果然,那小鬼就算偶尔有两句实话也缺斤少两。
虽然不知道一只雾鬼的王和慕枫到底哪来的联系,但现在已经没有时间继续探究。
很快隐去眼底的异色,昭皙最后看了眼彻底阴沉下来的天色,仅存的笑意彻底淡去。
“感谢解答,既然你也准备得差不多了……”
肆虐湿冷的风中,昭皙手中的刀没有任何技巧的向后挥出,在将那只悄无声息靠近的雾鬼钉死的刹那,声音冷厉:
“准备好去死了吗?”
天空中的阴云中,数千雾鬼聚集。
它们早已注意到了这场异变,和木析榆一样等待着结果。
对它们来说,无论是新王诞生还是陨落,都不亏。
穿过街口,看着空中忽然凝聚的脉络,少年向前脚步微顿,和胸前那条锋利的细线间只差了不到一毫米的距离。
但凡他这步迈出去,就是个被分尸当场的下场。
默默无言收回迈出一半的腿,木析榆仰头看向远处翻涌的浓雾,
很强。
他想:不过还是不够。
不是能力不够,而是不够了解。
人类对雾鬼的认知太有限了,缺失的知识会让他在关键时候失去机会。
更何况,还有那把刀……
他一度怀疑在那个人杀掉雾鬼前,那把刀就会率先吃了他。
就在他思索的功夫,眼前的脉络忽然失去实体,紧接着迅速收拢。
就连刚刚被那只水母强行伤到精神,昭皙都没有收拢过精神,这个举动意味着,那个人已经无法再维持大范围的感知。
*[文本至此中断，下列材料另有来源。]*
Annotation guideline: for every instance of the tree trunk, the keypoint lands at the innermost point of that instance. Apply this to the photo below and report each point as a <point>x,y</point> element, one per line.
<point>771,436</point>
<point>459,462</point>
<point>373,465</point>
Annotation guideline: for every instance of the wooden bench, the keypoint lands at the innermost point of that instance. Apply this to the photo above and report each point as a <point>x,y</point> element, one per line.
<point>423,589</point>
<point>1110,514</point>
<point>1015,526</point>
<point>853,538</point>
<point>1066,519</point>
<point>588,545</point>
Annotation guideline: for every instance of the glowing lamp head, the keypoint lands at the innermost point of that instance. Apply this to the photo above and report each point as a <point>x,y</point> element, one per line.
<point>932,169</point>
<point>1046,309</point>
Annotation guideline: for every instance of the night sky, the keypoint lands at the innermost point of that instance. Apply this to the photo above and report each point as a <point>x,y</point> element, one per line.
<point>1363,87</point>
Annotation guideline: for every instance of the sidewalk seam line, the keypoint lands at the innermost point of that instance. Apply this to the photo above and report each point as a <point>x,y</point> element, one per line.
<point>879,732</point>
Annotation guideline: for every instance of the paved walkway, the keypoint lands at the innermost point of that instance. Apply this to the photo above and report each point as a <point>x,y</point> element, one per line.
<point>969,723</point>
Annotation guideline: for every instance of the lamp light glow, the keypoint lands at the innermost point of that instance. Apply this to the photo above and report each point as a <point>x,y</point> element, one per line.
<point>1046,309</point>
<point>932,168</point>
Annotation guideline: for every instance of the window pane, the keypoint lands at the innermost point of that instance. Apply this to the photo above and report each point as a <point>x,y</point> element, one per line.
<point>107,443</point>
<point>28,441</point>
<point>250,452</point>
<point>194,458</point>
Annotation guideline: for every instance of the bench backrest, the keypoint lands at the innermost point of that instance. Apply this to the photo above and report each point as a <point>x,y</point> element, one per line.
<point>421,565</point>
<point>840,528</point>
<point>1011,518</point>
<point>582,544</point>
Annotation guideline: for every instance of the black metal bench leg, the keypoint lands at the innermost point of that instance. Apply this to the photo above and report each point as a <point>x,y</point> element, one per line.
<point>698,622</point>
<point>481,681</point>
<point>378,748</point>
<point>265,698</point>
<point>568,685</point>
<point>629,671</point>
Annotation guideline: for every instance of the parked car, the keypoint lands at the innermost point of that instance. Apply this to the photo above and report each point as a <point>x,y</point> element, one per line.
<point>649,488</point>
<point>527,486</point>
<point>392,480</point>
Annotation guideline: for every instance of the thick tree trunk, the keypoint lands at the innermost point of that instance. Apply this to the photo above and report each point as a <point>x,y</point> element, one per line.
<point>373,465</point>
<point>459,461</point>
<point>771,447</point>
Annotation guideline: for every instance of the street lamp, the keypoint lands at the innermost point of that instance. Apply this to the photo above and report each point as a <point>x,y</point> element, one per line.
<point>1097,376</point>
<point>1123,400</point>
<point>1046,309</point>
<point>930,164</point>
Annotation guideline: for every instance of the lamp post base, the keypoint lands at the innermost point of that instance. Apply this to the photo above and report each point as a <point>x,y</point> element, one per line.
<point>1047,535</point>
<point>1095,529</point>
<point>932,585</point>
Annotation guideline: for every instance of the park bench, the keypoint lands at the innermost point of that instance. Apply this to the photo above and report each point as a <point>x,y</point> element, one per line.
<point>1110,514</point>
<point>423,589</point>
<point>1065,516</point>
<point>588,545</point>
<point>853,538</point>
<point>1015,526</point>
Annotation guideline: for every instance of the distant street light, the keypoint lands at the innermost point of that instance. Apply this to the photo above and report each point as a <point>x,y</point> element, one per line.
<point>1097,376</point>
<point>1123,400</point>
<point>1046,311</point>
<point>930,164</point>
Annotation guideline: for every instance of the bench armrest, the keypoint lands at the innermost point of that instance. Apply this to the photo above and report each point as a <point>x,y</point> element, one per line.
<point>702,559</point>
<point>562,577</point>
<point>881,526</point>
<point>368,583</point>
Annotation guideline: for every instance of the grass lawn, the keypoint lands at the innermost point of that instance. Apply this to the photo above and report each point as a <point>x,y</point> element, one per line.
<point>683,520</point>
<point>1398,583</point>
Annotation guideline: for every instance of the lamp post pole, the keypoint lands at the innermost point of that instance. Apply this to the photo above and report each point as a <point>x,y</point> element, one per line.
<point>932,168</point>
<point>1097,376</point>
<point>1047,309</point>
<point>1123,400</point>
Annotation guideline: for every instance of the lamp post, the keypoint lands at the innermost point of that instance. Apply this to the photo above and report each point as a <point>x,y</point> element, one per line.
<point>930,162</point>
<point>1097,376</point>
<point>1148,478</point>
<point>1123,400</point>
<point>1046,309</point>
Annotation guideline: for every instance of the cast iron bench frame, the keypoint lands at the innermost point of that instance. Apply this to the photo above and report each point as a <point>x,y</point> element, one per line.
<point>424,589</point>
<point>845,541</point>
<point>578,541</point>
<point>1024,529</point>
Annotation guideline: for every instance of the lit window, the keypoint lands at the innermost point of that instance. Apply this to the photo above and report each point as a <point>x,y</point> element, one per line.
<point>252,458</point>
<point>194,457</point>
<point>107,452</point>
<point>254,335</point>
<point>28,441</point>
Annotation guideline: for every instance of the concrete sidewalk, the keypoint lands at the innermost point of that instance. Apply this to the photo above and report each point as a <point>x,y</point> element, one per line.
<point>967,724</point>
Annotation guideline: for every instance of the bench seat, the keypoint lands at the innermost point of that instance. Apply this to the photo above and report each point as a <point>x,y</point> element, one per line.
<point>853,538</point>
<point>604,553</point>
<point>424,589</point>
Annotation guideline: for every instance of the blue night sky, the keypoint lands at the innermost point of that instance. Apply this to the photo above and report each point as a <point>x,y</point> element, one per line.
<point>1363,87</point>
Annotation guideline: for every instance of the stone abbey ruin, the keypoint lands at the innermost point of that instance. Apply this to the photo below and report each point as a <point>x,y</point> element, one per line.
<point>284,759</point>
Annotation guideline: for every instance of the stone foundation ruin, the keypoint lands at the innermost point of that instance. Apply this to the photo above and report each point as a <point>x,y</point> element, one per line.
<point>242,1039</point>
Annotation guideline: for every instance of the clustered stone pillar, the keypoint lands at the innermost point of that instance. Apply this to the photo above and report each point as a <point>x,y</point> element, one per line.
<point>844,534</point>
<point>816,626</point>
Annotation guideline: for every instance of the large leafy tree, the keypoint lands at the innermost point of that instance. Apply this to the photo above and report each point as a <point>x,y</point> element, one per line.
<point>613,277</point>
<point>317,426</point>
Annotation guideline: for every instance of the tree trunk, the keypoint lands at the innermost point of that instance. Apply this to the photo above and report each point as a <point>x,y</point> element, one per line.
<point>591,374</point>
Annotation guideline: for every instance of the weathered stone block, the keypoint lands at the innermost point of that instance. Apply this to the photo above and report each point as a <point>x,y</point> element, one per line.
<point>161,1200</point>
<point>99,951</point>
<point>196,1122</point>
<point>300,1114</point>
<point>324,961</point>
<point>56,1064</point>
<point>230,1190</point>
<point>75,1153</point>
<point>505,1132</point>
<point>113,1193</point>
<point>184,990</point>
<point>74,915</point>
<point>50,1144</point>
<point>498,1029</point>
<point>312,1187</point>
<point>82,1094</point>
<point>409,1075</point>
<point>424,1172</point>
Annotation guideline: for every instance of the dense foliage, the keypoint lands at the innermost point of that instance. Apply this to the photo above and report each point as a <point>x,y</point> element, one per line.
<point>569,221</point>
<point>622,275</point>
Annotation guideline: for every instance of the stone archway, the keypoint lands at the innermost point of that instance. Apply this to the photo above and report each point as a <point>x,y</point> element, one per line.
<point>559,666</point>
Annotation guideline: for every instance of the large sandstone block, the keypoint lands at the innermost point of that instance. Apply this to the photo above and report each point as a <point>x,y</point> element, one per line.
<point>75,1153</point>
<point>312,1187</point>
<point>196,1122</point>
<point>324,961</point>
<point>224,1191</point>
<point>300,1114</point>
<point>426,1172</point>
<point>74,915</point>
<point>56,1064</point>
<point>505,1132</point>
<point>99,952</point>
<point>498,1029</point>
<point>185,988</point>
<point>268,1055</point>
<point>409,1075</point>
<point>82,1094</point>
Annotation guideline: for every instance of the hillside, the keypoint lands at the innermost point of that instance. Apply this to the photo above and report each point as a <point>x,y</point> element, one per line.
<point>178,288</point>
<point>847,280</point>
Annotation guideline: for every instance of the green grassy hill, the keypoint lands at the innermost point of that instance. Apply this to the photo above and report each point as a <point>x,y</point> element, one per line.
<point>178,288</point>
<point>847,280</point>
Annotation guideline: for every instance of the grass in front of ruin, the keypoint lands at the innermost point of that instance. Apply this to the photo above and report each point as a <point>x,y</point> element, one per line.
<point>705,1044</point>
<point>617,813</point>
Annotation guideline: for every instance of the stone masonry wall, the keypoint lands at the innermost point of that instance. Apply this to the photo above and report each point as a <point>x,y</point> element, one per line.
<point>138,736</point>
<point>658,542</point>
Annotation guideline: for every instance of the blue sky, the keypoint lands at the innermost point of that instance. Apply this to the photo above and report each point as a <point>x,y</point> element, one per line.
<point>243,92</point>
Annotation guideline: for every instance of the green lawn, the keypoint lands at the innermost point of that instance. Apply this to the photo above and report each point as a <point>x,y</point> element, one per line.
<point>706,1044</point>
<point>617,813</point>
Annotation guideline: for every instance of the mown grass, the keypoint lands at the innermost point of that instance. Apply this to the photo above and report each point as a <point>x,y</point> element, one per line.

木析榆瞳孔微缩,下一刻,便失去了自己留下的那枚硬币全部的感知。
忽然狂暴的浓雾从前方炸开,剧烈的风浪裹挟着雾气居然硬生生逼得他后退一步。
无数急切而混乱的声音夹在其中,可木析榆一句都没能听清,只有两个念头从脑海中划过——
结束了吗?
我能……留下他了吗?
最后几个字夹杂着某种怪异的感觉,他下意识捂住心口,明明应该觉得高兴,可不知为什么,他居然没能扯出一个笑容。
穿过最后一个拐角,在看清空地上的景象时,木析榆的脚步却猛然顿在了原地。
逐渐散开的雾中,昭皙一手撑着刀半蹲在地。他的头向前低垂,黑色的衬衫黏腻在身上,浓稠的血迹顺着漆黑的发尾滴落,生死不知。
而他的刀下,镇长身上的雾气正在飞速散开,逐渐褪去灰白的眼中尽是不甘和愤怒。
虽然这远不足以杀死它,但引线先一步死去,周边聚集的精神力也被那把极度贪婪的刀吞吃大半。
化型失败。
木析榆惊愕地看着这一幕,目光最终停留在那人肩胛被水母触手洞穿的伤口上。
[失败了!?居然又失败了!]
[人类!人类!人类!]
[你们怎么敢!?]
重叠而愤怒的声音从镇长的躯壳挣脱,化为一团巨大的灰白水母。
它怒不可遏,尽管化型失败,但毕竟吞吃了那么多精神,瘦死的骆驼比马大,它依然极度危险,甚至不是普通雾鬼可以比拟的。
歇斯底里半晌,忽然间,它死死盯着眼前陷入反噬的人类,忽然顿住。
[不,还没有结束!]
猛然想到什么,它的声音逐渐变得贪婪:[对,你的精神,还有那个古怪的东西……]
[还有机会,对!还有机会!]
瞬间伸展的触手毫不犹豫朝昭皙袭去。
木析榆眯了下眼,几乎是瞬间上前。
而本以为失去意识的昭皙尽管精神一片混乱,但无数次生死间的本能依然让他察觉到了异动,竭力睁开被血色浸染的双眼,握住刀的手缓缓收拢。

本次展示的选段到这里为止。